Um dos princípios da MBE que devem orientar a análise jurídica da judicialização da saúde é o da hipótese nula [3]. Por ele, quer-se dizer que um determinado fenômeno não existe antes de ser demonstrado e comprovado. É o ceticismo científico: até que se tenha evidências científicas, preferencialmente com base em estudos duplo-cego, randomizados, revisados por pares e publicados em revistas científicas, deve-se ficar com a hipótese nula, ou seja, com o ceticismo.

Em Daubert v. Merrell Dow Pharmaceuticals, Inc., 509 U.S. 579 (1993) [4], a Suprema Corte dos Estados Unidos afastou a possibilidade de junk science influenciar decisões judiciais. Consideraram-se quatro critérios para que algo seja considerado como boa ciência. São eles: 1) falseabilidade da teoria científica; 2) percentagem de erro e cumprimento dos padrões mínimos correspondentes à técnica empregada; 3) publicação em revistas ou jornais especializados com controle por pares; 4) existência de um consenso da comunidade cientifica relacionada à técnica empregada.

No contexto discutido, chama a atenção a recente decisão colegiada da 19ª Câmera Cível do Tribunal de Justiça do Estado de Minas Gerais do último dia 1º (AI 1.0000.21.029755-2/001). O caso envolveu um pedido de fornecimento do medicamento de alto custo ocrelizumabe para tratamento da esclerose múltipla. Houve deferimento do pedido em primeira instância contra o qual foi interposto agravo de instrumento.
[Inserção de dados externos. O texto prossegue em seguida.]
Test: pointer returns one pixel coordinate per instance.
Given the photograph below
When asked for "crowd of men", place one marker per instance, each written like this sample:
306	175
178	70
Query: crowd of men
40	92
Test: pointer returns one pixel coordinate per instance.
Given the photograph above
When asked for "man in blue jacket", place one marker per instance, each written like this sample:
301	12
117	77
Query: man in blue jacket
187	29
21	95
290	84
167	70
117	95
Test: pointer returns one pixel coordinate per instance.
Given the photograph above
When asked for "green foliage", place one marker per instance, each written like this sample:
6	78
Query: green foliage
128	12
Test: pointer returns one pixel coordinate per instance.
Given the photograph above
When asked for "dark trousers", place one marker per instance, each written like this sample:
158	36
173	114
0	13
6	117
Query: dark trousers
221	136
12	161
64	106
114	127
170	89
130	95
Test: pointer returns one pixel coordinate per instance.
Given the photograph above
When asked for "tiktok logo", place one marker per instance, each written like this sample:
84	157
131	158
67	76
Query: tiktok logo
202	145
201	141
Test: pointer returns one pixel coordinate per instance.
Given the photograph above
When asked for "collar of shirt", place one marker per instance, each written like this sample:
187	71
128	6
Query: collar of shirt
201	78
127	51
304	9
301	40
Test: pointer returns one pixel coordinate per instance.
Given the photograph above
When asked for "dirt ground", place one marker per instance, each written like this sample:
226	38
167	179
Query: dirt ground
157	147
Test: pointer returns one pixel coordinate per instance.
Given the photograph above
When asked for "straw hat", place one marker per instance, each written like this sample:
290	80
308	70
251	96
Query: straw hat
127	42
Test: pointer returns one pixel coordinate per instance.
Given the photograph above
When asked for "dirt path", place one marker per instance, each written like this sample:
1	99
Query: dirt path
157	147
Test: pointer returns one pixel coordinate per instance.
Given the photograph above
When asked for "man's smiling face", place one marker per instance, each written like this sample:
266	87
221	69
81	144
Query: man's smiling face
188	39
A Procuradoria-Geral do Município de Belo Horizonte argumentou em seu recurso que estudos científicos demonstraram que o medicamento pretendido tinha eficácia equivalente a placebo para o tratamento pretendido. Assim, não se poderia conferir credibilidade ao relatório médico da parte que fez tal prescrição em arrepio às evidências científicas. Defendeu-se que, em termos metafóricos de uma situação que virou fato notório de junk science, o caso se assemelharia a obrigar o ente público a fornecer cloroquina para tratamento de Covid-19.

Os desembargadores Bitencourt Marcondes e Leite Praça deram provimento ao recurso demonstrando adesão aos fundamentos da MBE. Afirmaram que a unilateral prescrição do médico da parte não pode suplantar estudos científicos que falharam em comprovar a eficácia do fármaco. Portanto, não se poderia obrigar o poder público a fornecer o medicamento de alto custo no caso.

Entretanto, houve voto vencido ao argumento de que "o fármaco foi indicado por profissional que acompanha a paciente há mais tempo e, portanto, ciente de suas peculiaridades clínicas". Essa posição merece forte constrangimento por abandonar o princípio da hipótese nula e entender que opiniões e crenças poderiam superar evidências científicas.

Infelizmente, uma parte dos médicos não segue a MBE em suas prescrições. Exemplos não faltam, como a médica que fez nebulização de cloroquina em seus pacientes com Covid-19 [5]. Assim, além dos prejuízos ao sistema público de saúde que teria de custear tratamento de alto custo que não reduziria a probabilidade de um desfecho desfavorável, a rejeição ao princípio da hipótese nula ainda poderia trazer efeitos colaterais, transtornos psicológicos e danos ao paciente. Por isso, o único caminho seguro é o da ciência.

Portanto, é preciso que, no contínuo processo de capacitação desenvolvido pelo CNJ, haja maior atenção para que os conceitos multidisciplinares da medicina e da estatística sejam mais bem compreendidos pelos órgãos julgadores, pois só com a disseminação do método científico será possível impedir que o negacionismo científico prevaleça no Poder Judiciário.

 


[2] GEBRAN NETO, João Paulo. Direito à Saúde. Analise à luz da judicialização. Porto Alegre: Verbo Jurídico, 2016, p. 216.